In a year where it has been declared that alongside the Covid-19 pandemic, we are also suffering through a mental health crisis, the discussion on mental health and breaking the stigma within the Black community is more important than ever. Having accurate and diverse depictions of Black people with mental illnesses, disabilities, and/or discussions on overall mental health is one way to normalize and start the discussion within the community; it is a way for information to be spread about different people’s experiences with different mental conditions. The significance of hearing or seeing one story where someone has, not only dealt with a similar mental illness or trauma, but has also navigated healing/living well with it, can be the difference of saving a Black life, and film has the power to make these stories more widely accessible to all. 

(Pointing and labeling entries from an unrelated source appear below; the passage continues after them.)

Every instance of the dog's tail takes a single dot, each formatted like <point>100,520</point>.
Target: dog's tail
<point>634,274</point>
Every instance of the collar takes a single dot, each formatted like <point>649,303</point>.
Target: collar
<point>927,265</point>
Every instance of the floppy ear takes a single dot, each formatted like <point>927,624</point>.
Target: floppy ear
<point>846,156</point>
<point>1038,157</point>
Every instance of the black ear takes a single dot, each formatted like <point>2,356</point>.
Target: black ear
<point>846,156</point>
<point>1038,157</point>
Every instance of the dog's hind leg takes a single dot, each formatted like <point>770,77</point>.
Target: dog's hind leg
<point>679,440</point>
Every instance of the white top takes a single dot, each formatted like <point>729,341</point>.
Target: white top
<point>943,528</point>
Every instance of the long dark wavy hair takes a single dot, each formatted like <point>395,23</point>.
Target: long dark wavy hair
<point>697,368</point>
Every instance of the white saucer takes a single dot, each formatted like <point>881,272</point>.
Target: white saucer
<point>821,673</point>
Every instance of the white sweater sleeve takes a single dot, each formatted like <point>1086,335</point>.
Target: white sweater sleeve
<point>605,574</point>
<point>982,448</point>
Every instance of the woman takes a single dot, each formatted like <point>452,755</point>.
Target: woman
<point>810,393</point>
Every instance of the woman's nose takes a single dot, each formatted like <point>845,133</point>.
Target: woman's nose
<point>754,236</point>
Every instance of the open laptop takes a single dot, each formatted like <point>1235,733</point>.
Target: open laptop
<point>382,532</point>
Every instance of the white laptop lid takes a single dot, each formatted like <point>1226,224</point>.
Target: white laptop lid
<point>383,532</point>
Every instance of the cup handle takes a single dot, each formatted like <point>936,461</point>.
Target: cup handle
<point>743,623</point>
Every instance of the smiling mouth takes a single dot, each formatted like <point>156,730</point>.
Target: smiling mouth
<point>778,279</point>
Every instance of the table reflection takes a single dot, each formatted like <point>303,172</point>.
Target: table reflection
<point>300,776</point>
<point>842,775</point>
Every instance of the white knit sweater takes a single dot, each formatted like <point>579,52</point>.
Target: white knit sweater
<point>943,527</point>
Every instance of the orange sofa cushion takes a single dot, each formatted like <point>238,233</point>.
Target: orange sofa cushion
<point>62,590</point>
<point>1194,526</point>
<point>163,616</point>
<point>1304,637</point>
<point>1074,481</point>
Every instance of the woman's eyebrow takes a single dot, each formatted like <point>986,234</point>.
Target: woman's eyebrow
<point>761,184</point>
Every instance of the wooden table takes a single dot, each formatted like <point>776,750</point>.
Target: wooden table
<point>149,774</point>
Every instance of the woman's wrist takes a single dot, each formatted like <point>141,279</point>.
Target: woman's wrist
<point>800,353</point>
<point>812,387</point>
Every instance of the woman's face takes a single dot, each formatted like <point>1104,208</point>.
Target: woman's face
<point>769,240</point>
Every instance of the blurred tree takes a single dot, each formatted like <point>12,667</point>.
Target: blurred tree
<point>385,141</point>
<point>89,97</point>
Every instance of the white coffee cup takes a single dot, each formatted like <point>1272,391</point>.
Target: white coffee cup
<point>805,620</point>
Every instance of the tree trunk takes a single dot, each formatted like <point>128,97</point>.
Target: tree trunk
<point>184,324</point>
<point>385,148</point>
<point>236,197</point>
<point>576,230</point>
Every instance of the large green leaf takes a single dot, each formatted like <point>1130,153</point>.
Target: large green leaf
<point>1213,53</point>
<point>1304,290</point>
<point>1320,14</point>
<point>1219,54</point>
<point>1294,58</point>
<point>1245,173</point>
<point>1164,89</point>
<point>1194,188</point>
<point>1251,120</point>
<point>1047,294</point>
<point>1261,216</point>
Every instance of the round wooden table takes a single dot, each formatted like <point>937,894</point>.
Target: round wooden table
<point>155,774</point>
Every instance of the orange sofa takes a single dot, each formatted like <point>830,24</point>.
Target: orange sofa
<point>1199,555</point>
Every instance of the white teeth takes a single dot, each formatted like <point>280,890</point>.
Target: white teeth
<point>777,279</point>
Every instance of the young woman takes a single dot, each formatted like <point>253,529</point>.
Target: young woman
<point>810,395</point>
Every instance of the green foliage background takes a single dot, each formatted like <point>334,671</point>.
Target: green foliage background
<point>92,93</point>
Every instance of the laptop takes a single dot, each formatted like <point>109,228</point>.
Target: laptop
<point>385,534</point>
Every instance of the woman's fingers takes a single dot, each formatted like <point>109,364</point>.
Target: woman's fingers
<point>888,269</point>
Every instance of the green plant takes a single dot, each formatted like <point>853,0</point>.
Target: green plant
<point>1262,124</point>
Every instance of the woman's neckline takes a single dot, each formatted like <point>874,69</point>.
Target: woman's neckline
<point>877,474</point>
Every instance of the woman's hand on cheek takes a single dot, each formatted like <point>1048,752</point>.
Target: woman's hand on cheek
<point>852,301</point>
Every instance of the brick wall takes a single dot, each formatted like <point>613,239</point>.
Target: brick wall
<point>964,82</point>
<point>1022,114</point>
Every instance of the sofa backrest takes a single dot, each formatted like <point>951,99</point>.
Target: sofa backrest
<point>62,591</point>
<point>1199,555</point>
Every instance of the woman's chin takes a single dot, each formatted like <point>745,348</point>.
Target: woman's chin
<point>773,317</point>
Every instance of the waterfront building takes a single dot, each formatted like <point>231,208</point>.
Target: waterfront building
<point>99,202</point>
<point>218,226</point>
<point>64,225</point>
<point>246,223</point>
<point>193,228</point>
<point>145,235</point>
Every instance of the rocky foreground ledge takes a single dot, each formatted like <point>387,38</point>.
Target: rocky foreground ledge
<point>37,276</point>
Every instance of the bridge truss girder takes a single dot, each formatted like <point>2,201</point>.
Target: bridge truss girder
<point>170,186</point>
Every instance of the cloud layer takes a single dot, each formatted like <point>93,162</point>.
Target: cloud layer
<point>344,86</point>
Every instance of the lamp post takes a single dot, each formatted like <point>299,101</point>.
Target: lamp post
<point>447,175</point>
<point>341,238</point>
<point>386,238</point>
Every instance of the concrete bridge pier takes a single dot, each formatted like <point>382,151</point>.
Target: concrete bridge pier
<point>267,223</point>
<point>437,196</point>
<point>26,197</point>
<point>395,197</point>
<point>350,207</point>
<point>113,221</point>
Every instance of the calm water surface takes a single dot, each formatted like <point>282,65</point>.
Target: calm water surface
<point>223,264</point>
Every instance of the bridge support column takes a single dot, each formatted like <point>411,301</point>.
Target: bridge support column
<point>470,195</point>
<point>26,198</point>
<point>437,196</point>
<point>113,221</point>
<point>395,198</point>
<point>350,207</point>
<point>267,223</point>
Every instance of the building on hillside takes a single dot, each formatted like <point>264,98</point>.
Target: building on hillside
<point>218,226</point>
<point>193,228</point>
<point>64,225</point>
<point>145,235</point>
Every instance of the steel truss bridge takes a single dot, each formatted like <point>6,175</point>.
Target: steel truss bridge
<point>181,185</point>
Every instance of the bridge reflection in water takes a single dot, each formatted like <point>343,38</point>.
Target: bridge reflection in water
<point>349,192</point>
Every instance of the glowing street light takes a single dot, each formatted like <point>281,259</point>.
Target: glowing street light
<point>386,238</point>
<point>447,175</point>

For this reason, I have chosen to center my research on a content analysis on two of the few films that chose to tell the stories of two Black men with varying mental illnesses and/or disabilities. This analysis seeks to explore how Black people and their mental conditions are depicted in film, and I hope to find that these stories move past depicting those with mental illnesses or disabilities as violent, disruptive, defiant, and limited to their disabilities. 

Literature Review

There have been few studies done quite recently on the portrayals of mental health narratives in film and television. In a study released by University of Southern California, “Mental Health Conditions in Film & TV: Portrayals That Dehumanize and Trivialize Characters, the authors found that popular television rarely includes mental health narratives and characters, and out of those narratives represented, around 80 percent of the characters with mental health portrayals in film are white (more than 50 percent being white males).1 Even with various ethnic groups (including Hispanic/Latino individuals) having the highest percentages of mental health conditions in their communities, BIPOC are extremely underrepresented in these narratives.2 This study further discusses how this lack of representation or exacerbation of a certain group creates inclusion disparities among characters in film and television and dehumanizes mental health conditions in storytelling. For this reason, the depictions of various racial and cultural groups and their mental health experiences, outside of disparagement and humor, are necessary, as many of these behaviors and conceptualizations can be repeated and internalized off of the screen.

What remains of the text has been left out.